Scot Danforth: Right. And they were, they were lucky. There was a development that they took advantage of. The People's Park basically protest, thousands of people, essentially a riot that was very violent. It ended up with lots of injuries and involvement of the military in 1969, and that left a lot of the downtown Berkeley area just a mess. And so the Berkeley City Council very thoughtfully said, "We're not just going to clean up. We're going to redo all the sidewalks. We're going to make it all new and spiffy and take a step forward here."
And Ed and his friends became the real leaders when it came to all physical access and transportation and mobility issues. They went to the City Council and said, “Hey, we want to get around in Berkeley. Can you do this?” They called them ramps. In those days they didn't call them curb cuts.

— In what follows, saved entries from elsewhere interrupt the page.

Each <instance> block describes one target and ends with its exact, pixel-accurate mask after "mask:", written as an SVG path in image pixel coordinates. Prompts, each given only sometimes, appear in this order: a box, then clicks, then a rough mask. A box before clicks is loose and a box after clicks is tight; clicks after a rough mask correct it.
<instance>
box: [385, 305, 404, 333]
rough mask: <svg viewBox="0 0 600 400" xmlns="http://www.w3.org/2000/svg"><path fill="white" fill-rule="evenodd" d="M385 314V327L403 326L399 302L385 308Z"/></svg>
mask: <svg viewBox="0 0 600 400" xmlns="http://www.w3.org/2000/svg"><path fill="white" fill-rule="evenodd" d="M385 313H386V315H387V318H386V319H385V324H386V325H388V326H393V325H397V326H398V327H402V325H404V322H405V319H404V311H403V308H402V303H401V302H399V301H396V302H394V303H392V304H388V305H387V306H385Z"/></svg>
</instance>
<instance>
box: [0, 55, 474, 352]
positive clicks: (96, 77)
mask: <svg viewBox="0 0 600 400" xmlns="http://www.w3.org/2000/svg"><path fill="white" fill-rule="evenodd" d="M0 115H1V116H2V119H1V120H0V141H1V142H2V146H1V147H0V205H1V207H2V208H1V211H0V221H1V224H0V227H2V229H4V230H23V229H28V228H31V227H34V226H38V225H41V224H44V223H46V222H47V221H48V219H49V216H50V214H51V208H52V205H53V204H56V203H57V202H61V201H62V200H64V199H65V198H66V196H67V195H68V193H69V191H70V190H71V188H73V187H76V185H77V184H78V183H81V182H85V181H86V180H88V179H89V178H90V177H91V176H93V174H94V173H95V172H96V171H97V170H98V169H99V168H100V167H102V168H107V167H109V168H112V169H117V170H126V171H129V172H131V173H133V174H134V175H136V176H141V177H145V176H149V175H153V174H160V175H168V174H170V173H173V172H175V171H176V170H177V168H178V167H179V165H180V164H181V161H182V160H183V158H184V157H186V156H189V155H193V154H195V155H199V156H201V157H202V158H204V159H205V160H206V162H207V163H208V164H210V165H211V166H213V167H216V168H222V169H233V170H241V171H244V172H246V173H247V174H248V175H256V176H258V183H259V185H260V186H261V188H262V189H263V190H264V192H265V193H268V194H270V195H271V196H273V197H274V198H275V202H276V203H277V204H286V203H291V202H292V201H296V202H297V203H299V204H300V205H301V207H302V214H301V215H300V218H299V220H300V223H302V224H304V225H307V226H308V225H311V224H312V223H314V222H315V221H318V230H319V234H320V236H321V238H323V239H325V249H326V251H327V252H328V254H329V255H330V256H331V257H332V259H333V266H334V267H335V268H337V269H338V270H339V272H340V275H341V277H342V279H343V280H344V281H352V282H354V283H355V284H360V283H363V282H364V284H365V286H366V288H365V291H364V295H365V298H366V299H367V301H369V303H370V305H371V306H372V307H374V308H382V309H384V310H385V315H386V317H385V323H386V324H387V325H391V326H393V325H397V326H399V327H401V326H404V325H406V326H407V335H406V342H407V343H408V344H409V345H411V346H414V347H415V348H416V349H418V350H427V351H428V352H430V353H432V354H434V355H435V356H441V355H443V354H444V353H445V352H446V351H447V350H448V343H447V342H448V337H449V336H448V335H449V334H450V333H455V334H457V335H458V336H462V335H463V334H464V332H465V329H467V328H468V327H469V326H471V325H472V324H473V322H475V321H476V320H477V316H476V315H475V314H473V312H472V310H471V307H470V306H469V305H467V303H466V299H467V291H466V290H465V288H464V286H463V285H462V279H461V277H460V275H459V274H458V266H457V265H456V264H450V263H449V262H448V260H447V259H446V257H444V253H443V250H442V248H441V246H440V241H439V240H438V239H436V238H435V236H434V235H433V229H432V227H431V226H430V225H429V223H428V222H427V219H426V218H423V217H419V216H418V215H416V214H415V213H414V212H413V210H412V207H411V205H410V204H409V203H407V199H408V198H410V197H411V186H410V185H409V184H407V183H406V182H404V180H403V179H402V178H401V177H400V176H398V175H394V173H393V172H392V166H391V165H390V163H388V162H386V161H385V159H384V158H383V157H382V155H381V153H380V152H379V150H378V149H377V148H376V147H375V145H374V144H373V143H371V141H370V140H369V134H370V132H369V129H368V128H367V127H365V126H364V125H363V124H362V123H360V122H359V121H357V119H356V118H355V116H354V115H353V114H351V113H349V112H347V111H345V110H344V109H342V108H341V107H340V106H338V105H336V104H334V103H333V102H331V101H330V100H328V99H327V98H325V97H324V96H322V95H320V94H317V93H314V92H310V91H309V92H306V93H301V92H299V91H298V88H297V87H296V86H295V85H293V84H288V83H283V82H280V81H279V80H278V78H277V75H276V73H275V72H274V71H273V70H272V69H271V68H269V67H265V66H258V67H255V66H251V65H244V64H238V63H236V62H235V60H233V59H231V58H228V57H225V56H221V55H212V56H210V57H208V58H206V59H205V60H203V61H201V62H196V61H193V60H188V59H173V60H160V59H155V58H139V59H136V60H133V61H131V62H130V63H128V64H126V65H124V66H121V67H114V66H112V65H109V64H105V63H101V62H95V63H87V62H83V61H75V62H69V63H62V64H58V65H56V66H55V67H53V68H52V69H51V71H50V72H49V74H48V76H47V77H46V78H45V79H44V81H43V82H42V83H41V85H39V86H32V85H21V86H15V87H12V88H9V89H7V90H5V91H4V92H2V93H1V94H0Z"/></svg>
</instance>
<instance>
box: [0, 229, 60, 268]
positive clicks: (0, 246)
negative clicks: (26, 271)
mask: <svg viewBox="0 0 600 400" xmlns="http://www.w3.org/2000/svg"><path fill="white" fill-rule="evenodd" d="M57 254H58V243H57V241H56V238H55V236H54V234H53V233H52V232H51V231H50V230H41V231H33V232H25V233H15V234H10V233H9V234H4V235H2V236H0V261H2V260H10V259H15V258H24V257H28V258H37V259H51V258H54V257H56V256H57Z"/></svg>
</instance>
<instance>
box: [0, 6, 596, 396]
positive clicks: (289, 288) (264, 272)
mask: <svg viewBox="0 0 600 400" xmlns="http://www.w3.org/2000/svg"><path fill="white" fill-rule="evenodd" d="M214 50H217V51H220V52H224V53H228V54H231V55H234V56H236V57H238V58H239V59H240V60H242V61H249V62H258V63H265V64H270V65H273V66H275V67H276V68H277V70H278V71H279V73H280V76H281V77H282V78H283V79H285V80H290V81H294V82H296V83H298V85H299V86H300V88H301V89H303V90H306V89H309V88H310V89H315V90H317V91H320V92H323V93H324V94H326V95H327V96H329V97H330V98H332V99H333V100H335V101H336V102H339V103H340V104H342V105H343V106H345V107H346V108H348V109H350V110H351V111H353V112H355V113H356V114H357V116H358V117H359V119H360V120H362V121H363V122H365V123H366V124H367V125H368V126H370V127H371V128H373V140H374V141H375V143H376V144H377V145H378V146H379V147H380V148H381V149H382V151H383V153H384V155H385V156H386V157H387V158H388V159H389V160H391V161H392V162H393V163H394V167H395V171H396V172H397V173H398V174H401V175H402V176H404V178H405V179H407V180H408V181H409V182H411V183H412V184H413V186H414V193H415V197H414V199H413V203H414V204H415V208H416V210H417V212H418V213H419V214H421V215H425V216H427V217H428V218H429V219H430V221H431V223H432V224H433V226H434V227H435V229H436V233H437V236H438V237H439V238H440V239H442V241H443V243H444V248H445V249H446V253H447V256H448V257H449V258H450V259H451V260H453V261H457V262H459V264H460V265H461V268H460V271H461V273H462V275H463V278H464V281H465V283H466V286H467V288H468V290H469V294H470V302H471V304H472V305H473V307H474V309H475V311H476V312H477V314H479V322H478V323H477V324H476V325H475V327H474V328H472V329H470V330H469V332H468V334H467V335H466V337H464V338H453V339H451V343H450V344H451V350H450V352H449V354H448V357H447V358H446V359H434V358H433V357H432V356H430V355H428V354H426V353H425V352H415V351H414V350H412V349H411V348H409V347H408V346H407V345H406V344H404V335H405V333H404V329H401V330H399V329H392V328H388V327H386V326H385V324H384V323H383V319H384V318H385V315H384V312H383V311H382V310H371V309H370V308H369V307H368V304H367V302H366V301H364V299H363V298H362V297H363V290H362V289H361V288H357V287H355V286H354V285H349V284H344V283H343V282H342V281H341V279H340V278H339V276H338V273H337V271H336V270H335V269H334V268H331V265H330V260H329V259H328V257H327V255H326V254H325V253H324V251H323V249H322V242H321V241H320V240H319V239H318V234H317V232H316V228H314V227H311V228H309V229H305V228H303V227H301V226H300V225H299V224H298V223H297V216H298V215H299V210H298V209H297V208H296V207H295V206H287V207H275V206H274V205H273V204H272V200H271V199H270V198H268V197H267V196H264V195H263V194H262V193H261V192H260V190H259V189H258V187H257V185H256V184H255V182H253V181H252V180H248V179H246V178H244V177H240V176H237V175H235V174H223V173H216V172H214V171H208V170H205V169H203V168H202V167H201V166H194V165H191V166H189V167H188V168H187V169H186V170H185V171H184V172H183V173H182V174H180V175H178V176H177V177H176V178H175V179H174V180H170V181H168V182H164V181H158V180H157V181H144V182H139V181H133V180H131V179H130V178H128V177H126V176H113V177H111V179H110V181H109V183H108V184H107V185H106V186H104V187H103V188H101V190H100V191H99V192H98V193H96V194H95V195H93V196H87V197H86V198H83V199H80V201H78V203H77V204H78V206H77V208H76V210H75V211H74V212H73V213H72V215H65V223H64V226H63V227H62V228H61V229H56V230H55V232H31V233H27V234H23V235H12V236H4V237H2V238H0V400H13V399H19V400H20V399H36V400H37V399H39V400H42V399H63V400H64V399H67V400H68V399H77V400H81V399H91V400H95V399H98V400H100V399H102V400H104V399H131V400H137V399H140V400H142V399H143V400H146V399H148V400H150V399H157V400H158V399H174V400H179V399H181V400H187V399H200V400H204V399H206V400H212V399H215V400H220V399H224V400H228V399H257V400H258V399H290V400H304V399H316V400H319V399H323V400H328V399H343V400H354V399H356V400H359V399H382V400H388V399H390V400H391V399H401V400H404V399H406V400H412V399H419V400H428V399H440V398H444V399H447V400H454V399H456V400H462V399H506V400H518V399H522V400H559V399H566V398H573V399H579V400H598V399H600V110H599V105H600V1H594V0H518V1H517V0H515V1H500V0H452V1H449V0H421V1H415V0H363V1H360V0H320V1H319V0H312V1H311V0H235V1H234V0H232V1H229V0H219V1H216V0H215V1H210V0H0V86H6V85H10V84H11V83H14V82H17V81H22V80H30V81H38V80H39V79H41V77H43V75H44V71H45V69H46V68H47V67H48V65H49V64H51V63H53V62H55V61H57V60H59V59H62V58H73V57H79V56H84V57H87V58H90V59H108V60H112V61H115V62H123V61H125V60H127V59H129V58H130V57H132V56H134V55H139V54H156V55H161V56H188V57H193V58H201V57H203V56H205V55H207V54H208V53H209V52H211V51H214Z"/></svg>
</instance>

They even had designs, and the Council thought it was a very reasonable request. But there are people to this day who say, "I just can't stand the Americans with Disabilities Act. I don't have any disabled customers. Why should it be accessible?" And I'm like, "Oh, God, that attitude is still there, especially considering that most kinds of physical access are pretty cheap."
The attitude was that they don't see disabled people out in public so they assume disabled people didn't want to go in public. Didn’t want to go?! Like we all wanted to stay in our parents' back bedroom.
So Ed and his crew came out, made their voices heard, and in 1969, they created curb cuts in Berkeley. They quickly, they launched a project to try to do the same in Oakland right next door.